O problema não é do migrante, mas daqueles que acreditam que têm raízes fixas em algum lugar. As “raízes” do homem representam uma ilusão sem futuro, pois na prática ninguém é enraizado. Falar de raízes para Flusser faz o homem parecer um legume: fixado inexoravelmente à terra. Ao contrário, a filosofia da migração flusseriana defendia que precisamos reconquistar o desenraizamento como nossa condição humana fundamental. A dignidade humana está na falta de raízes e na liberdade de permanecer estrangeiro, sempre a cada vez diferente dos outros, um outro com os outros: “A pátria do apátrida é o outro”. Por isso, só quem se sente estrangeiro na sua própria pátria é capaz de desenvolver também responsabilidade pelos que chegam à nossa casa, igualmente em processo de “despatriação”.
É obvio que dá trabalho não ceder ao mito das “raízes a serem fincadas e defendidas a qualquer preço”, e é por isso que Flusser considera a chegada dos migrantes enriquecedora para os moradores originais. Os migrantes são os desenraizados, que procuram desenraizar tudo a sua volta. Os migrantes nos obrigam a rever nossos hábitos, que são como um cobertor de algodão que cobre todos os cantos e abafa os sons, é anestésico, esconde informações. O hábito faz tudo ficar bonito e tranquilo. Tira-se o cobertor e tudo fica monstruoso, inabitual, entsetzlich (deslocado/apavorante em alemão). Através dos migrantes surge a oportunidade de reaprender a própria casa com outros olhos, vislumbrando outras e melhores perspectivas para o viver em comum.
A migração é um tema filosófico por excelência, porque fazer filosofia também é uma espécie de migração interior. Pensar é se exilar em si mesmo, elevando a cobertura do habitual que repousa sobre as coisas. É sintomático que a maioria dos textos, anotações e projetos de livros de Flusser que tinham como tema a migração tenham sido escritos em meados da década de 1970, depois do seu banimento por causa da ditadura militar. É também sintomático que o tema da xenofobia reapareça agora, em tempos em que a volta do regime militar é reivindicada em nome da instalação da ordem e do progresso.
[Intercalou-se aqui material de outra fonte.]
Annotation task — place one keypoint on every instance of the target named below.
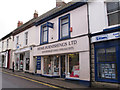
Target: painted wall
(0, 46)
(32, 38)
(10, 44)
(78, 21)
(97, 16)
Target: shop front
(22, 60)
(4, 59)
(107, 57)
(67, 59)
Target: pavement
(67, 84)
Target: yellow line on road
(33, 80)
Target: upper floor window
(17, 40)
(7, 43)
(113, 12)
(2, 45)
(26, 38)
(44, 34)
(64, 27)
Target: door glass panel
(110, 54)
(100, 55)
(106, 63)
(63, 66)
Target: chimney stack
(19, 23)
(35, 14)
(60, 3)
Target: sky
(12, 11)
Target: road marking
(34, 81)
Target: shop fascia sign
(104, 37)
(58, 45)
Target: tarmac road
(9, 81)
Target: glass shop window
(113, 12)
(56, 65)
(106, 63)
(73, 68)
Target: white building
(6, 45)
(104, 24)
(24, 40)
(64, 43)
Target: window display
(106, 61)
(73, 68)
(47, 66)
(51, 65)
(56, 65)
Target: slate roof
(33, 21)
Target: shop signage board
(39, 63)
(65, 46)
(104, 37)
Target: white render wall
(97, 16)
(33, 39)
(0, 46)
(10, 44)
(78, 21)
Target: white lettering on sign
(64, 44)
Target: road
(10, 81)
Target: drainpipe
(89, 35)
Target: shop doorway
(62, 66)
(21, 61)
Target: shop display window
(106, 63)
(47, 66)
(73, 69)
(51, 65)
(56, 65)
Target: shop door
(21, 61)
(63, 66)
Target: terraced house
(76, 41)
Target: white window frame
(26, 38)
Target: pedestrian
(13, 66)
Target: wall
(78, 21)
(97, 16)
(93, 82)
(32, 38)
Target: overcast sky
(12, 11)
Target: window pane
(101, 55)
(111, 54)
(56, 65)
(64, 20)
(107, 71)
(74, 65)
(64, 30)
(112, 6)
(45, 36)
(44, 28)
(47, 66)
(114, 18)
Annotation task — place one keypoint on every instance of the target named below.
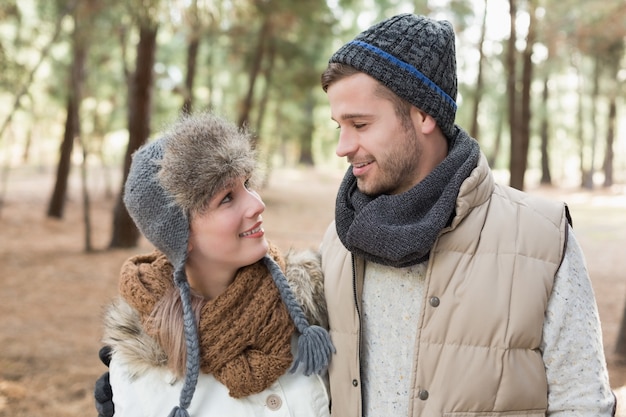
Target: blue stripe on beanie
(408, 67)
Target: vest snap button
(273, 402)
(422, 394)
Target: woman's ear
(425, 122)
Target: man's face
(384, 152)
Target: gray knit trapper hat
(178, 174)
(413, 56)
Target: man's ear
(423, 121)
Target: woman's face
(228, 234)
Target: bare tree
(125, 233)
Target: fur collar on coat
(138, 352)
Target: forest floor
(52, 292)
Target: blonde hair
(165, 324)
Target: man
(447, 293)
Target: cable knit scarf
(400, 230)
(245, 333)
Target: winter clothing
(174, 177)
(413, 56)
(231, 336)
(480, 321)
(396, 220)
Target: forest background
(84, 83)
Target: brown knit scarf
(245, 333)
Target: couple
(444, 292)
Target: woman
(210, 310)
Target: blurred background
(84, 83)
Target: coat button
(273, 402)
(422, 395)
(434, 301)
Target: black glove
(102, 392)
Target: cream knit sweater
(571, 325)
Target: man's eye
(227, 198)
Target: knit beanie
(413, 56)
(178, 174)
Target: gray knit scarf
(400, 230)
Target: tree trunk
(255, 68)
(546, 178)
(525, 110)
(192, 59)
(474, 130)
(306, 142)
(610, 136)
(515, 164)
(125, 233)
(72, 129)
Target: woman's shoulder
(133, 349)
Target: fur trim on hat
(203, 155)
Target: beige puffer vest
(488, 281)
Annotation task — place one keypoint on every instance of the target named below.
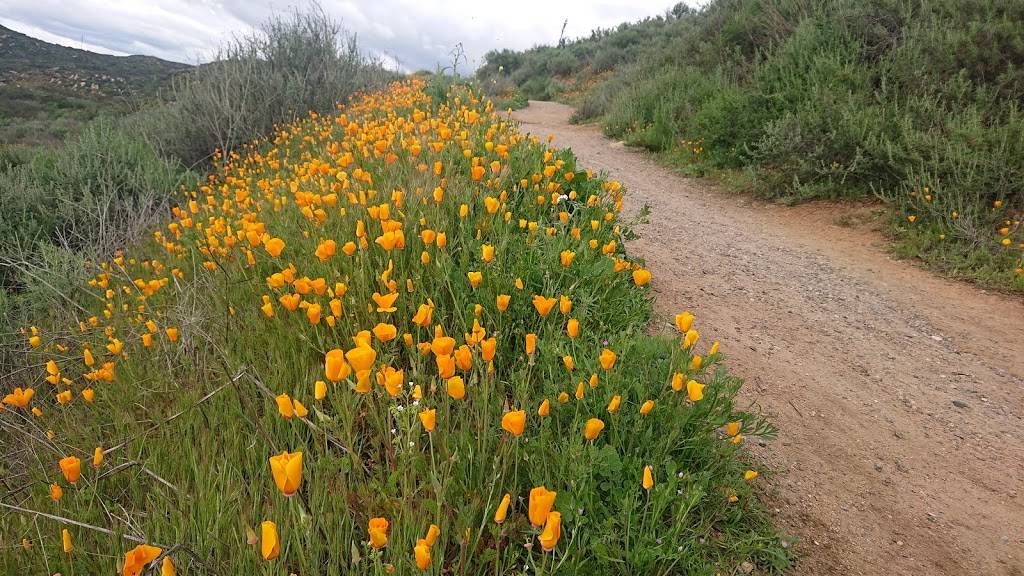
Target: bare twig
(129, 537)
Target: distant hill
(47, 91)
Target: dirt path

Pode parecer um pouco utópico, mas a hipótese flusseriana carrega uma proposta alternativa para o futuro e vale tanto para os brasileiros autoexilados nos EUA ou em Portugal, como para os sírios e venezuelanos refugiados no Brasil. E vai ainda além, na medida em que considera a migração não apenas um processo geopolítico, mas o próprio modo de ser do humano. Todos nós temos que aprender a migrar da infância para a vida adulta; todos nós teremos que aprender a migrar, se tivermos sorte, da vida adulta para a terceira idade. E todos nós, vivendo na pós-modernidade, estamos tendo que migrar dos textos lineares para a hipertextualidade da era digital. Enfim, viver consiste em ser constantemente expulso de algum território (geográfico ou simbólico) e reaprender a morar em terras novas. Como vamos esperar que acolham a nós ou a nossos filhos nos novos continentes do futuro, quaisquer que sejam, se nós mesmos não formos capazes de estender os braços a quem procura abrigo e proteção?